Voilà des mois que le débat agite la société tunisienne, depuis que le président Béji Caïd Essebsi a appelé le chef du gouvernement Youssef Chahed à réformer les lois sur l’héritage pour assurer une part égale aux femmes.
Par Meriem Majdoub
Cette proposition qui constituera, à n’en pas douter, un pas en avant pour le droit des femmes, divise la société tunisienne depuis des mois sans que rien ne semble venir le trancher définitivement.
L’héritage en Tunisie
À l’heure actuelle, conformément à une circulaire datant de 1973, les femmes tunisiennes héritent systématiquement de seulement la moitié de la part de leur frère. Il y a donc une grande différence de statut entre les hommes et les femmes en Tunisie quand il s’agit de l’héritage. Dans certaines campagnes du pays, la tradition veut même que tout revienne au garçon.
Évidemment, les défenseurs d’une telle loi invoquent sa présence dans le Coran. Effectivement, c’est un argument de poids pour un pays très majoritairement musulman.
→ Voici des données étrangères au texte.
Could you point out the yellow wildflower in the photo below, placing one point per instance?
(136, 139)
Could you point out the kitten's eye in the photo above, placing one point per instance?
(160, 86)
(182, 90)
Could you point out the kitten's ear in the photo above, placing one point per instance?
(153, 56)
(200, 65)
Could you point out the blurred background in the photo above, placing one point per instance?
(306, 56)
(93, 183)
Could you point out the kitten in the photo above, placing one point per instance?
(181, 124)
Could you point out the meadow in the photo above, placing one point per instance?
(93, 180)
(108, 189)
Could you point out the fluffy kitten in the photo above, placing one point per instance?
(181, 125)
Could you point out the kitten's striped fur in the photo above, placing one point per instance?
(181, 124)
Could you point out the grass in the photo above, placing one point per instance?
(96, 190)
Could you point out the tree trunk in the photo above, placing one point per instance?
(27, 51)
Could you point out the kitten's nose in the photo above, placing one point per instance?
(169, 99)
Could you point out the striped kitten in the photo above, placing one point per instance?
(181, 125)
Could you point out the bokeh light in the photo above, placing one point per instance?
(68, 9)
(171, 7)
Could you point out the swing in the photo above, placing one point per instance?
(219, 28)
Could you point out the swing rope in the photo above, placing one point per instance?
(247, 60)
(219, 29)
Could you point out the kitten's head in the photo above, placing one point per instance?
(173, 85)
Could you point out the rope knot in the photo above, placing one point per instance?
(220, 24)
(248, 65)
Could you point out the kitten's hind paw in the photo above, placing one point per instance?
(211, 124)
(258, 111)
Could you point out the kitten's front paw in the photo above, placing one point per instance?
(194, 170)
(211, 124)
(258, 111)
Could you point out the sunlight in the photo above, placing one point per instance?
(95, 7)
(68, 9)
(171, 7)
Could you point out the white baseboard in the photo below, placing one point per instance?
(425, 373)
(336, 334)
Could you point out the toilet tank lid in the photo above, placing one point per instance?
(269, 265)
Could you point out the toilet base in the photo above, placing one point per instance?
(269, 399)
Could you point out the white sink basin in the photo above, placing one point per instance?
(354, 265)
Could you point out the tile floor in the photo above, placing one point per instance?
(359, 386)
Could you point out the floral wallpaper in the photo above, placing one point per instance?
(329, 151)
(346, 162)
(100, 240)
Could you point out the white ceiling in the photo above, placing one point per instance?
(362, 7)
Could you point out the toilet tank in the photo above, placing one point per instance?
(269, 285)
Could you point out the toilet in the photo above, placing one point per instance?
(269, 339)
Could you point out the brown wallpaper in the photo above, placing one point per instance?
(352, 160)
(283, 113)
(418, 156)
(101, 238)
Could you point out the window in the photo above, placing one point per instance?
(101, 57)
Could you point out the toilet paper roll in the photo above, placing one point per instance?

De plus, cette loi est souvent justifiée par le devoir que l’homme aura de prendre soin de son futur foyer et de sa future famille, alors que la femme pourra se reposer sur son mari, qui aura donc lui aussi hérité de plus que ses sœurs.
Des arguments qui s’essoufflent
Alors que la France réfléchit à taxer davantage l’assurance emprunteur en 2019, notamment pour diminuer son impact sur l’héritage, les arguments contre l’égalité entre les hommes et les femmes commencent à s’essouffler en Tunisie.
En effet, alors que d’autres pays légifèrent de plus en plus pour que l’héritage soit une occasion de redistribuer les richesses acquises plutôt que d’aider à les concentrer, l’attachement à cette loi de 1973 est difficile à comprendre.
Ceux qui souhaitent l’égalité entre les hommes et les femmes dénoncent des mécanismes sociaux et structurels inconscients que les hommes entretiennent pour conserver leur pouvoir. On sait, effectivement, que l’absence de loi sur la redistribution de l’héritage a tendance à centraliser le pouvoir dans les mains de ceux qui l’ont déjà.
Plus d’égalité
Le président a lancé ce débat en justifiant son utilité dans le cadre d’une recherche de l’égalité totale et dans tous les domaines entre les femmes. Effectivement, si l’héritage est un levier puissant de concentration de la richesse et du pouvoir qui provoque déjà de nombreuses inégalités entre les hommes selon leur famille de naissance, il entretient alors un fort rapport de dominance entre homme et femme.
Selon le président, au-delà de la question de l’héritage et de ce qu’en dit le Coran, c’est la question d’une société plus juste où les femmes ne naîtront plus d’abord enchaînées à leur père, puis à leur mari, dans l’incapacité de jouir des mêmes droits et des mêmes chances que leurs frères.